Shares of embattled retailer JC Penney Co. (JCP) are up in Friday morning trading, breaking through $9 each for the first time since October 1, as regulatory filings by hedge funds show several firms taking an interest in the company.
Penney’s has been on topic of debate between bulls and bears over whether or not the iconic company can turn itself around or will go bust. Several analyst firms have downgraded the company in recent months and activist investor Bill Ackman said in August that his Pershing Square Capital Management unloaded its entire stake (39 million shares) in the company. Ackman’s hedge fund was JCP’s largest shareholder, owning about 18 percent of the company. The sale came about two weeks after Ackman walked away from his position as a board member of Penneys.
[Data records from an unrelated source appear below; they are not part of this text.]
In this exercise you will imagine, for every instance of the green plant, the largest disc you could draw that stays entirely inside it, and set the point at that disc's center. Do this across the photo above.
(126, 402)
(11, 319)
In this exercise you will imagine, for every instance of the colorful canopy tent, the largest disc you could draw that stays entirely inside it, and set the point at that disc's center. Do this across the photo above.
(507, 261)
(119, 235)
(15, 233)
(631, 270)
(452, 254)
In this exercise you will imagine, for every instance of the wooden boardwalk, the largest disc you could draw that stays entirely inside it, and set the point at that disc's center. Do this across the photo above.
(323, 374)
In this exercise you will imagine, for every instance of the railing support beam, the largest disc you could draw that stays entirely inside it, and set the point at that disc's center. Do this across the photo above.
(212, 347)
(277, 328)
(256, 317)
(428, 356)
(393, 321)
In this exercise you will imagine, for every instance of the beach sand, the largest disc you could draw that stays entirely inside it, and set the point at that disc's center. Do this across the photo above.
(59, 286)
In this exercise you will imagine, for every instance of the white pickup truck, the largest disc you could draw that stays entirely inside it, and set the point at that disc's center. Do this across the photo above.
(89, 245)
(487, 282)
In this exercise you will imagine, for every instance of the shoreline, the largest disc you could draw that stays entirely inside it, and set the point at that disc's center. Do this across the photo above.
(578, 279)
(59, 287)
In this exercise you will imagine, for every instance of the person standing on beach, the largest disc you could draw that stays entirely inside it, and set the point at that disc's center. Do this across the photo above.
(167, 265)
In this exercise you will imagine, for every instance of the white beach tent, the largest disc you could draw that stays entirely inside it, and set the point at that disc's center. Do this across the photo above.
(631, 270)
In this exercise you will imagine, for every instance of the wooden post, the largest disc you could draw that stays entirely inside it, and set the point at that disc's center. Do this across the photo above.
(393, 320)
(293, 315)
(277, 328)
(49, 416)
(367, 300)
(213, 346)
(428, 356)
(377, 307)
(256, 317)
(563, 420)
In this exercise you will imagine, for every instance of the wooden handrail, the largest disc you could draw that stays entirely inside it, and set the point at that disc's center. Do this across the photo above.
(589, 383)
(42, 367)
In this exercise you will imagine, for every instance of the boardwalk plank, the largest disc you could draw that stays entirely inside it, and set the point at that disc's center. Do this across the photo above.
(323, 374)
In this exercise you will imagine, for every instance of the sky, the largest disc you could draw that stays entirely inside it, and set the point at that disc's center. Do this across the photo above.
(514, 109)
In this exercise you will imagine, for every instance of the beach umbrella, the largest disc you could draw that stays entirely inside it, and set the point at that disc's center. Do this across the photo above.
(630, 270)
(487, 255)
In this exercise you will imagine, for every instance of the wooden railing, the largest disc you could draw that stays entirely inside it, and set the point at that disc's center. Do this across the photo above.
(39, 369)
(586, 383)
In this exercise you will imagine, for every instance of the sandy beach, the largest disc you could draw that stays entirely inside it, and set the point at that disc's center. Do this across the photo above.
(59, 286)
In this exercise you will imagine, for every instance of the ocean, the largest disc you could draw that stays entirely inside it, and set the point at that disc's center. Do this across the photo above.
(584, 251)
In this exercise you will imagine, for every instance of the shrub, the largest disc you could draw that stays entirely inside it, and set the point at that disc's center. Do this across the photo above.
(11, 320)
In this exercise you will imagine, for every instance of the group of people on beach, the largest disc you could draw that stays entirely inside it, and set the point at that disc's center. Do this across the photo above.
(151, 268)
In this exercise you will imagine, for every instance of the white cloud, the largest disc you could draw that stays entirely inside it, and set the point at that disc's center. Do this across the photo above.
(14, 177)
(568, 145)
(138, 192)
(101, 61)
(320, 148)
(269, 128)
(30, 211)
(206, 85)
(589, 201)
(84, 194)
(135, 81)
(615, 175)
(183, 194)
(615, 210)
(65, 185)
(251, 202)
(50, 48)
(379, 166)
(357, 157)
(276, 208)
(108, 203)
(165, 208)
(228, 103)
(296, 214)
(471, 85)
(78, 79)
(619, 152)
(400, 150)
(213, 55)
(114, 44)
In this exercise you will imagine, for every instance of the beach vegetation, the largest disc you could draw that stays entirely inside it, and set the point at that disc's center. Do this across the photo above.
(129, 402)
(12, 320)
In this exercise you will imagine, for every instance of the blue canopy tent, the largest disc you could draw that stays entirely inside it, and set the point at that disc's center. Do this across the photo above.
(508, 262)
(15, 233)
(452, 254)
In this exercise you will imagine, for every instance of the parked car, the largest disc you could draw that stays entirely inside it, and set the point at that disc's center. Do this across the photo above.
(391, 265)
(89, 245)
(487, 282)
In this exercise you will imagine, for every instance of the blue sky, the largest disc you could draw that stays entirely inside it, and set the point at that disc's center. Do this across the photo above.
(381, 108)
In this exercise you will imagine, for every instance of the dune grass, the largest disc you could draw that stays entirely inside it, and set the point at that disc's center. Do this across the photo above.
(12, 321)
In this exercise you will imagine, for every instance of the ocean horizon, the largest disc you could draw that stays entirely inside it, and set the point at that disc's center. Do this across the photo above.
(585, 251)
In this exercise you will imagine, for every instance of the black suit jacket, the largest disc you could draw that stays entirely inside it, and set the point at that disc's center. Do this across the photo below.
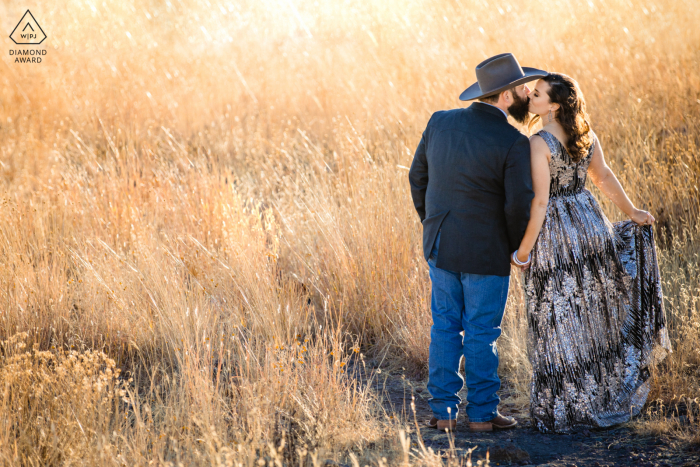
(471, 179)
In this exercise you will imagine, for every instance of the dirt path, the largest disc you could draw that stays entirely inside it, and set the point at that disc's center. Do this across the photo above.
(525, 445)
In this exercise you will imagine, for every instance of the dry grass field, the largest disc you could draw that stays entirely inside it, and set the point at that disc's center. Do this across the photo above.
(205, 213)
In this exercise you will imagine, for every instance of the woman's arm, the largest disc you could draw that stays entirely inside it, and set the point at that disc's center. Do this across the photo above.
(607, 182)
(539, 167)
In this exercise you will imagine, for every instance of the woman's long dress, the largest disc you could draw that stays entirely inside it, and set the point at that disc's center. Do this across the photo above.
(595, 308)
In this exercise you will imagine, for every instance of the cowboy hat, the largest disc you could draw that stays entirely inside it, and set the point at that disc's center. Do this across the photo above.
(499, 73)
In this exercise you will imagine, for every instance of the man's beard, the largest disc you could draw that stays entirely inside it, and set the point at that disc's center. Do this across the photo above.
(519, 108)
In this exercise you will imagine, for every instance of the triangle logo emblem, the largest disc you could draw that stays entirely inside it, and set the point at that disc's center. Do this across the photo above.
(28, 31)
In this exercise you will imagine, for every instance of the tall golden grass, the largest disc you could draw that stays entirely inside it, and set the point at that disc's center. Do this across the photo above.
(212, 197)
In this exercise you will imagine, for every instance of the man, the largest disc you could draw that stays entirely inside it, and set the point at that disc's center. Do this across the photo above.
(471, 185)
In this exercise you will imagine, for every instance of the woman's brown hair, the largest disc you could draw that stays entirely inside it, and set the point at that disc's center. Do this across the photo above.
(572, 115)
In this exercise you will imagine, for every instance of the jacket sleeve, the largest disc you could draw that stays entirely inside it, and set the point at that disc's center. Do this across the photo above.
(518, 188)
(418, 174)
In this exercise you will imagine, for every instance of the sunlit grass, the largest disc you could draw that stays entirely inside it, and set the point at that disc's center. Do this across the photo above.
(215, 196)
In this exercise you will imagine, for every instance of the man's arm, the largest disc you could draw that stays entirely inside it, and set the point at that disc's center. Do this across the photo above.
(418, 175)
(518, 187)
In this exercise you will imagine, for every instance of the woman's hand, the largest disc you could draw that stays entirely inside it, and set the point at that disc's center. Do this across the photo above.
(642, 217)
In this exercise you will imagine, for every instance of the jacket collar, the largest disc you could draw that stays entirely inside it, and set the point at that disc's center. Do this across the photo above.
(481, 107)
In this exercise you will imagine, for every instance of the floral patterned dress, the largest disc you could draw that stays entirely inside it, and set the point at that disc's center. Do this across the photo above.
(596, 321)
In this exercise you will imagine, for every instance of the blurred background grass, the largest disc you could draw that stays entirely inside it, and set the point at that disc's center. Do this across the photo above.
(214, 194)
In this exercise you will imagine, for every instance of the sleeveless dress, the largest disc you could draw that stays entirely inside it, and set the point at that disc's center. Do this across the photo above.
(596, 320)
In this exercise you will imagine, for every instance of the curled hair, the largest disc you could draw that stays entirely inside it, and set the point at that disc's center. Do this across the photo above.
(572, 115)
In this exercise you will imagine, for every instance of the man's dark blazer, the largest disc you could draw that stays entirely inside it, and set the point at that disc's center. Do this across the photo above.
(470, 178)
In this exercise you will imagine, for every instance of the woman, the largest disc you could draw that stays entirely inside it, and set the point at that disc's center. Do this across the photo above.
(595, 309)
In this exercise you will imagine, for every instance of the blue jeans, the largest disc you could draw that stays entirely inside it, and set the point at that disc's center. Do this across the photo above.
(472, 303)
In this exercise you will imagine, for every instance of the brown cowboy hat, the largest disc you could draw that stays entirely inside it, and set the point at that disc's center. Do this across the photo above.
(497, 74)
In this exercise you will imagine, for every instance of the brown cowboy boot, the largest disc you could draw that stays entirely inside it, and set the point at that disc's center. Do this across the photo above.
(499, 422)
(442, 425)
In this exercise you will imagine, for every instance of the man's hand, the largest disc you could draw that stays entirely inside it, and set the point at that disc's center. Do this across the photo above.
(519, 265)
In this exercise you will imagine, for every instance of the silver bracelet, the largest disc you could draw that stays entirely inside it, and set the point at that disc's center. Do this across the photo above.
(520, 263)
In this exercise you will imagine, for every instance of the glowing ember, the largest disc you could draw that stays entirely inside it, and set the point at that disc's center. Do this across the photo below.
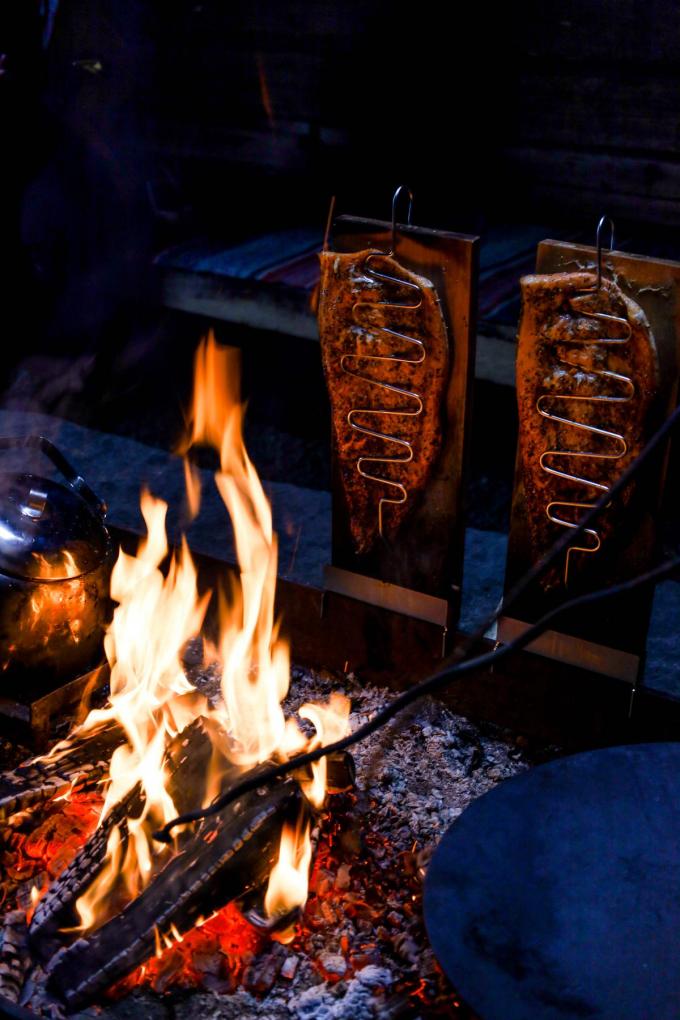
(151, 698)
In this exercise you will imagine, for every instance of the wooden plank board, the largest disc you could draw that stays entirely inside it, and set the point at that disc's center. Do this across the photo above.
(609, 639)
(427, 555)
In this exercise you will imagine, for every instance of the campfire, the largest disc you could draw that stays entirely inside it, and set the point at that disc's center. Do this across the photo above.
(162, 749)
(315, 905)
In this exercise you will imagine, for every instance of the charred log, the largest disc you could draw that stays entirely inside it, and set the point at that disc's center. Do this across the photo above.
(188, 759)
(227, 855)
(14, 957)
(42, 778)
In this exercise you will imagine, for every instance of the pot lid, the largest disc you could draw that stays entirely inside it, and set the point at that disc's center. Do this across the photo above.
(47, 530)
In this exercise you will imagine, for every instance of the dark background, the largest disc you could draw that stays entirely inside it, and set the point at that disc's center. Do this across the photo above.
(139, 124)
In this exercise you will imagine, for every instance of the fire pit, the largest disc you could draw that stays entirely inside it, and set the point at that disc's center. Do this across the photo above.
(96, 909)
(360, 946)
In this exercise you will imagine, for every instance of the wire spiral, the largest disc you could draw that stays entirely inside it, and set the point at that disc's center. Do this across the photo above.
(616, 441)
(413, 401)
Perry Capital, run by Richard Perry, one of the biggest JCP stakeholders after Ackman’s exit, cut position in Plano, Texas-based JCP from 12 million shares to 10 million shares during the third quarter. Tiger Consumer Management washed-out completely, selling its 5.43 million shares.
Several hedge funds exiting or trimming holdings of JCP were disappointed when the company said in September that it was issuing 84 million shares to raise capital, diluting the stock by about 38 percent. Ackman ally Steven Roth, chairman at Vornado Realty Trust (VNO) , also jumped ship, selling its 13.4 million shares.
As the adage goes, “one man’s junk is another man’s treasure” and recent 13F filings with the SEC for the third quarter show that several hedge funds do not agree with the move to dump the stock.
For starters, billionaire investor George Soros held his position at of nearly 20 million shares of JCP that he acquired in the second quarter shortly after then-CEO Ron Johnson was replaced by his predecessor Mike Ullman.
David Tepper of Appaloosa Management disclosed Thursday that the hedge fund purchased 737,800 shares of JCP valued at $6.5 million in the third quarter.
Jana Partners, headed by Barry Rosenstein, took a 500,000-share position in Q3. Tom Steyer’s Farallon Capital Management matched the position with a half-a-million-share stake of its own.
Glenview Capital, run by Larry Robbins, bought 3.9 million shares, boosting its position to 12.4 million shares as of September 30.
Highfield Capital, run by Jonathon Jacobson, purchased 3.2 million shares of JCP during the quarter.
For some of these big funds, the money that they have them is a small drop in the bucket compared to the overall size of the money under management. Still, though, with purchases made during the third quarter, most are underwater on the investment at the moment, even with the rebound from $6.24 per share that was hit late in October, meaning that going forward it will be interesting to see trade decisions by these funds. Everyone knows that this is not an instant turnaround story, but investors of all sizes will be watching to see how the company performs during the holiday season to get a better feel for consumer sentiment towards the company. There’s been a few times that most everyone thought Sears (SHLD) was dead in the water, but it keeps swinging back upward after stark declines. Now the questions is if JCP can do the same.
Shares are ahead in Friday trading by 5.7 percent at $9.19 about halfway through the session.